Prof Senanayake: "Jika Anda telah mengalami sinus yang tersumbat, langkah ini dapat membantu sinus Anda tetapi tidak akan membunuh virus corona."
Mitos: Jaringan seluler 5G menyebarkan COVID-19.
Prof Senanayake: "Saya bahkan tidak mengerti bagaimana teknologi 5G dapat menyebarkan virus; itu tidak masuk akal. COVID terjadi di negara-negara dan di sebagian negara-negara dimana tidak ada 5G."

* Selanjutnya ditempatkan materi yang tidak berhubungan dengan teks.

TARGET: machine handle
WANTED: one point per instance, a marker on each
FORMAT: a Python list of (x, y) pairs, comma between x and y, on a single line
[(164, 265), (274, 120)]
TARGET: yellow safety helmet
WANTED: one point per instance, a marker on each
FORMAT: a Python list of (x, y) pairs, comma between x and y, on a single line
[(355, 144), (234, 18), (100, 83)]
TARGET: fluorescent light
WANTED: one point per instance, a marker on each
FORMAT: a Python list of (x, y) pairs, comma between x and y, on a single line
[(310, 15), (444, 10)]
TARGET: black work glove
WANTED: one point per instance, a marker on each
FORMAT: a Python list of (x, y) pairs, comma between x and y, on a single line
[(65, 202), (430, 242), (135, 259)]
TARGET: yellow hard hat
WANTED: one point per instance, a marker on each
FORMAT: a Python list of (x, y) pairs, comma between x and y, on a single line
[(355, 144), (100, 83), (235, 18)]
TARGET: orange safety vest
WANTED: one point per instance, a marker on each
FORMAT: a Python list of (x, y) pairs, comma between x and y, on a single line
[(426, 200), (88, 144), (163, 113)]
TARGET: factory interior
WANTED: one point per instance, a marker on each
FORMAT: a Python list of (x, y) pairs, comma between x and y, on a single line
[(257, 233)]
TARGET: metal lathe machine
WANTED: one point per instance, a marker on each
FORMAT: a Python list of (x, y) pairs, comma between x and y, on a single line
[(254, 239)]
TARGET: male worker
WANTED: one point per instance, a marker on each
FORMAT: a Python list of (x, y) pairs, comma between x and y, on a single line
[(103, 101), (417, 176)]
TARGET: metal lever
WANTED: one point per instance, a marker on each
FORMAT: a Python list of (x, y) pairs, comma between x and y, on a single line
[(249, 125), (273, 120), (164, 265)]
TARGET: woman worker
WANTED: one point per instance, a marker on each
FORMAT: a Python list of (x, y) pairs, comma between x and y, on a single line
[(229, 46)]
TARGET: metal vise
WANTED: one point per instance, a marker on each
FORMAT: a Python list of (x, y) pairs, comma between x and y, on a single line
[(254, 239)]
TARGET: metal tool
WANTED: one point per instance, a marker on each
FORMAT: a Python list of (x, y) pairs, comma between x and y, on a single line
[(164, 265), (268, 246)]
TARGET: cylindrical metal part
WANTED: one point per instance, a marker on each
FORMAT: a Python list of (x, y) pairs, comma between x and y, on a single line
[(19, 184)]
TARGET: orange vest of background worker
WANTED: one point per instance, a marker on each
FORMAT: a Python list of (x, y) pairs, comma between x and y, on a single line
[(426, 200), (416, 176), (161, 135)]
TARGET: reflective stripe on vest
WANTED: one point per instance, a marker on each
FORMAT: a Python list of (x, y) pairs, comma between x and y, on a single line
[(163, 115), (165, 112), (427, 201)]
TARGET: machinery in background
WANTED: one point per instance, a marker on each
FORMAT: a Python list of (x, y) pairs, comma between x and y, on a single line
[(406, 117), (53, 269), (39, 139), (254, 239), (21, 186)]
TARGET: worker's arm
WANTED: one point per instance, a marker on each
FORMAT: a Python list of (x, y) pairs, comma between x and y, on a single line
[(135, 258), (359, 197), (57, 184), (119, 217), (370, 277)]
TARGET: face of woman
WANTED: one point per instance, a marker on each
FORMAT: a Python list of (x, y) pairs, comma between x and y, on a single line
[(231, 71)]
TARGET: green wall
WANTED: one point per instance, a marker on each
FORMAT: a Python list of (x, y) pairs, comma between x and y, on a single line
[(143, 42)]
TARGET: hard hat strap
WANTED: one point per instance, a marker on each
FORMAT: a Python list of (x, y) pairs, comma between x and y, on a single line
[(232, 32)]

Mitos: Jaringan seluler 5G melemahkan sistem kekebalan tubuh dan oleh karena itu menjadi alasan dibalik pandemi COVID.
Prof Senanayake: "Tidak ada bukti bahwa radiasi dari 5G cukup kuat untuk melemahkan sistem kekebalan tubuh."
Pertanyaan: Dapatkah saya tertular virus dengan mengunjungi supermarket?

Source: Getty Images
Prof Senanayake: "Secara teori, kita tahu bahwa virus dapat menyebar melalui tetesan. Ketika orang batuk atau bersin, mereka dapat menyebarkan tetesan. Dan ini dapat menyebar ke permukaan benda, dimana mereka dapat bertahan hidup. Jadi, secara teori, mungkin saja Anda bisa terkena virus ini karena menyentuh sesuatu di supermarket, seperti troli supermarket, atau tempat membayar, misalnya.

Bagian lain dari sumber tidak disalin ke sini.